50/50 vinegar and water will remove the rust but it could reduce the value. Soak overnight or until you get the results you want. Rinse in a bucket of baking soda and water, then rinse with clean water.


----------



## YooperTroll (Sep 30, 2008)

FREEPOP said:


> 50/50 vinegar and water will remove the rust but it could reduce the value. Soak overnight or until you get the results you want. Rinse in a bucket of baking soda and water, then rinse with clean water.


I'm not too worried about hurting the value (although I'm sure they're worth something), as they the sentimental value ensures I'll be keeping them. 

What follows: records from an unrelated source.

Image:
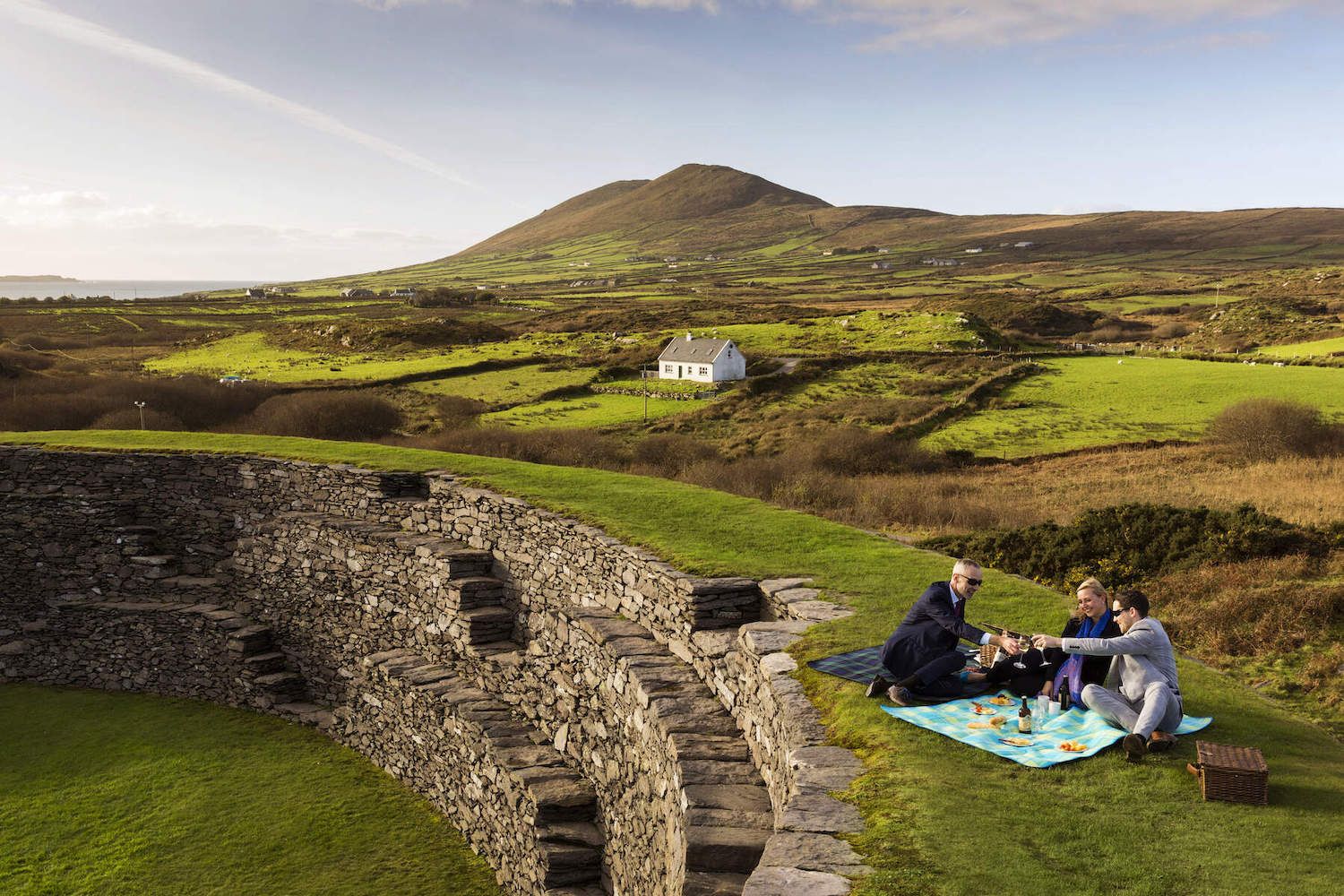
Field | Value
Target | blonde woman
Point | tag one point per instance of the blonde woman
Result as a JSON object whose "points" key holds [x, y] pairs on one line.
{"points": [[1047, 672]]}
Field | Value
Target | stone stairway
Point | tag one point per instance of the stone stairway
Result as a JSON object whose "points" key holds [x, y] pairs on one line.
{"points": [[153, 573], [521, 778]]}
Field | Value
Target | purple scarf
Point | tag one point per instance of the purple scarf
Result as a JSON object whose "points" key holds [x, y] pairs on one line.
{"points": [[1073, 667]]}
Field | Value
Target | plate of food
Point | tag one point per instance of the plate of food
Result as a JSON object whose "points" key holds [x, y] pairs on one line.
{"points": [[1016, 742]]}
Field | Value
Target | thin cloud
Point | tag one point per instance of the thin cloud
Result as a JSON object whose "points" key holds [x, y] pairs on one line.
{"points": [[43, 18], [900, 23]]}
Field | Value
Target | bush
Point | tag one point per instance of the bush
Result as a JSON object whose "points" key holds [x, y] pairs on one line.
{"points": [[325, 416], [1129, 543], [1262, 429]]}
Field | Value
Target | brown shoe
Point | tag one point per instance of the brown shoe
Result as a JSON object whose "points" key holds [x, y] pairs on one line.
{"points": [[1161, 742], [900, 696]]}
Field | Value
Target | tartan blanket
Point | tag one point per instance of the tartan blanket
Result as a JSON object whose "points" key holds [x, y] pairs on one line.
{"points": [[1078, 726]]}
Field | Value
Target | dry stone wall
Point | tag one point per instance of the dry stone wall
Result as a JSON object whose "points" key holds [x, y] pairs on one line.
{"points": [[664, 694]]}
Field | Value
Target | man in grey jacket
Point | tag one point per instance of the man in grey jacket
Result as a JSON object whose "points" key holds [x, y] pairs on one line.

Thanks for the tips, guys.


----------



## anon21511 (Jan 13, 2006)

Since it sounds like you only want them for display purpose, have them bead blasted, then redyed. Shouldn't be hard to find someone close to you that can do one or both.


----------



## mwflint (May 13, 2010)

keep it simple

why not use a series of wire brushing and steel wool? then if showing off spray with some clear spray from aresol can?

just a thought...


----------



## Zofchak (Jan 10, 2003)

Work smarter, not harder. 

http://1bad6t.com/rust_removal.html


----------



## Rustyaxecamp (Mar 1, 2005)

Vinegar works great.

Soak overnight, hit it with a brush and rinse it off.

Be sure to re-dye or spray with clear paint or something as the bare metal will quickly rust again.


----------